Young Adults Increasingly See Themselves As Poor
NEW YORK, NY - MARCH 21: A woman stands in a line that stretched around the block to enter a job fair held at the Jewish Community Center (JCC), on March 21, 2012 in New York City. More than 600 people registered to attend the job fair and meet potential employers. New York City police stationed a patrol car outside the JCC during the event, citing the killing spree of 7 people around Toulouse, France, including 4 victims outside a Jewish school Monday. (Photo by John Moore/Getty Images)
NEW YORK, NY - MARCH 21: A woman stands in a line that stretched around the block to enter a job fair held at the Jewish Community Center (JCC), on March 21, 2012 in New York City. More than 600 people registered to attend the job fair and meet potential employers. New York City police stationed a patrol car outside the JCC during the event, citing the killing spree of 7 people around Toulouse, France, including 4 victims outside a Jewish school Monday. (Photo by John Moore/Getty Images)
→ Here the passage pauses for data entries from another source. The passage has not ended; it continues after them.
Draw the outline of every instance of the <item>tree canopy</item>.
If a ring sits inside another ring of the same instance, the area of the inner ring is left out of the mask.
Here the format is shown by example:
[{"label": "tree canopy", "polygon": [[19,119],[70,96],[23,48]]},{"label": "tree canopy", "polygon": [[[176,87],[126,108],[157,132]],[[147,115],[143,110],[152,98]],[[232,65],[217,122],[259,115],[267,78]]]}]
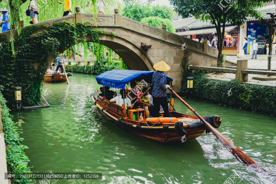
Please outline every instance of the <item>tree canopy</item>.
[{"label": "tree canopy", "polygon": [[[218,33],[219,55],[217,66],[220,65],[225,24],[240,25],[251,16],[260,19],[257,9],[264,6],[267,0],[170,0],[174,10],[183,18],[194,16],[203,21],[210,20]],[[222,27],[222,29],[221,28]],[[218,33],[221,33],[221,34]]]},{"label": "tree canopy", "polygon": [[162,18],[156,17],[150,17],[144,18],[141,21],[141,22],[159,28],[160,28],[160,25],[164,24],[167,26],[167,30],[173,33],[175,33],[175,29],[170,19],[167,18]]},{"label": "tree canopy", "polygon": [[170,7],[143,3],[140,0],[124,0],[124,3],[125,6],[122,15],[139,22],[144,18],[150,17],[172,21],[175,14],[173,9]]}]

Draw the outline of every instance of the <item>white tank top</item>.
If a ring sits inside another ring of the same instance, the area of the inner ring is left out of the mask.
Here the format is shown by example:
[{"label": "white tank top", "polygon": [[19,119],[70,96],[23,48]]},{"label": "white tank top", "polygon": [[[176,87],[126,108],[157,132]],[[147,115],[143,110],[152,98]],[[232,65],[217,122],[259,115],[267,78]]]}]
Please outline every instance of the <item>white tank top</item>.
[{"label": "white tank top", "polygon": [[103,6],[103,2],[102,2],[102,0],[98,0],[98,5],[97,6],[100,7]]}]

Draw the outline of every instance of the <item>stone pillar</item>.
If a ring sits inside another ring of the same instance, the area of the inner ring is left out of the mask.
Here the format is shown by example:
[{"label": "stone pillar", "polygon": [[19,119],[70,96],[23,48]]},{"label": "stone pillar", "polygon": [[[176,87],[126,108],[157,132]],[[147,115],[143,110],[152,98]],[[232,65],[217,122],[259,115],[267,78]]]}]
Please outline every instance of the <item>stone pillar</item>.
[{"label": "stone pillar", "polygon": [[114,13],[115,13],[115,25],[121,25],[120,20],[121,16],[119,14],[119,8],[115,8],[114,9]]},{"label": "stone pillar", "polygon": [[114,13],[115,13],[115,14],[117,14],[119,13],[119,8],[115,8],[114,9]]},{"label": "stone pillar", "polygon": [[162,38],[164,40],[167,39],[167,26],[164,24],[160,25],[160,29],[162,29]]},{"label": "stone pillar", "polygon": [[202,38],[201,39],[201,42],[203,44],[203,52],[207,52],[208,51],[208,48],[207,47],[207,39],[205,38]]},{"label": "stone pillar", "polygon": [[240,82],[248,82],[248,74],[242,73],[242,71],[247,70],[247,60],[237,61],[236,80]]},{"label": "stone pillar", "polygon": [[80,13],[81,8],[79,6],[75,7],[76,11],[76,23],[82,22],[82,14]]}]

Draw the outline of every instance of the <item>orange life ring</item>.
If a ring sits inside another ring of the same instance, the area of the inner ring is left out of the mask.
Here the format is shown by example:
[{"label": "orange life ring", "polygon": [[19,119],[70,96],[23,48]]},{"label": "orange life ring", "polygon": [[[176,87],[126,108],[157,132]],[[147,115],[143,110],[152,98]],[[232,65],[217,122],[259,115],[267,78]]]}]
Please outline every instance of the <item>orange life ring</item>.
[{"label": "orange life ring", "polygon": [[147,123],[154,123],[157,122],[163,123],[175,123],[177,121],[176,117],[149,117],[146,119]]}]

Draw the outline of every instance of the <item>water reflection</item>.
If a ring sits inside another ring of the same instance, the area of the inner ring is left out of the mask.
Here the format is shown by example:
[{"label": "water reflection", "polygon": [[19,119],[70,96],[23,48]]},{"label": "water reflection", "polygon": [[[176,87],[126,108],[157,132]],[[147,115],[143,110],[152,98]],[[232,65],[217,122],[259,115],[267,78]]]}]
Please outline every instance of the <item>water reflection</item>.
[{"label": "water reflection", "polygon": [[[122,129],[94,105],[95,76],[73,74],[70,85],[44,84],[50,107],[12,112],[34,172],[100,172],[102,180],[57,183],[222,183],[233,172],[244,183],[273,183],[275,177],[242,165],[212,135],[163,145]],[[202,116],[217,114],[218,129],[258,164],[276,173],[275,117],[185,99]],[[192,114],[177,100],[178,111]],[[238,180],[237,180],[237,181]]]}]

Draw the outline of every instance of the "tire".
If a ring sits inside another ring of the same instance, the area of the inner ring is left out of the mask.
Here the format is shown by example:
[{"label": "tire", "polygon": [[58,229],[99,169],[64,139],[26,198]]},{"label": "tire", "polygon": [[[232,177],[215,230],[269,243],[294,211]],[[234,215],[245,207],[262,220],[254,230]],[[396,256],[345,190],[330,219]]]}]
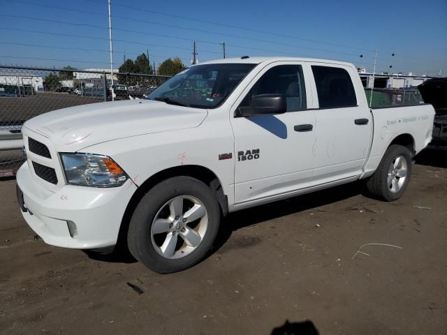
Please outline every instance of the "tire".
[{"label": "tire", "polygon": [[411,153],[405,147],[392,144],[386,149],[377,170],[366,183],[368,193],[385,201],[400,199],[411,174]]},{"label": "tire", "polygon": [[206,184],[189,177],[170,178],[137,205],[129,223],[129,249],[159,274],[184,270],[211,249],[220,220],[219,203]]}]

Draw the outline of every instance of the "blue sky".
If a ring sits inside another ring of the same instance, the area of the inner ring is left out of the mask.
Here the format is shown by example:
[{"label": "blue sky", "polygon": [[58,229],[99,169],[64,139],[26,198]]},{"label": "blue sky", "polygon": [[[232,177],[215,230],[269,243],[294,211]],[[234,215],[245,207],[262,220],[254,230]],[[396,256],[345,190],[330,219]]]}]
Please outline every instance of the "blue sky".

The kids aren’t feeling alright. Nearly 40 percent of Americans aged 18 to 29 self-identify as lower class, a 14 percentage point boost since 2008, according to a new Pew survey.

According to that self-definition, young adults became lower class at nearly twice the rate of the rest of the country over the past four years. Moreover, such a great number of young people self identifying as lower class is disproportionately swelling the ranks of those who consider themselves poor, the study found.

Saddled with lots of student debt and high levels of unemployment and underemployment, it may come as no surprise that young people don’t see themselves as living a one-percent lifestyle. But the tendency to self-identify as poor isn’t limited to young adults; one-third of Americans now identify as lower class compared to about 25 percent four years ago, the Pew report found.

There are a variety of reasons that might explain why an increasing number of Americans, not just the youth, are feeling poor. However they self-identify, nearly half of Americans are actually classified as poor or low-income, according to census data from December 2011. Unemployment has been above 8 percent for years and a growing number of the jobs that are available pay low wages. Economic mobility is also becoming more difficult -- between 1996 and 2006, most Americans in the bottom fifth of earners never moved up the income ladder, according to an April report from the Federal Reserve Bank of Boston. Meanwhile, profitable companies are squeezing more and more out of their workers.

Poor Americans are feeling the pinch. More than 80 percent of Americans who self-identify as lower-class say they’ve had to cut back on spending in the last year, according to the Pew survey. In addition, their outlook remains grim; more than three-quarters of lower-class Americans say it’s harder to get ahead than it was 10 years ago.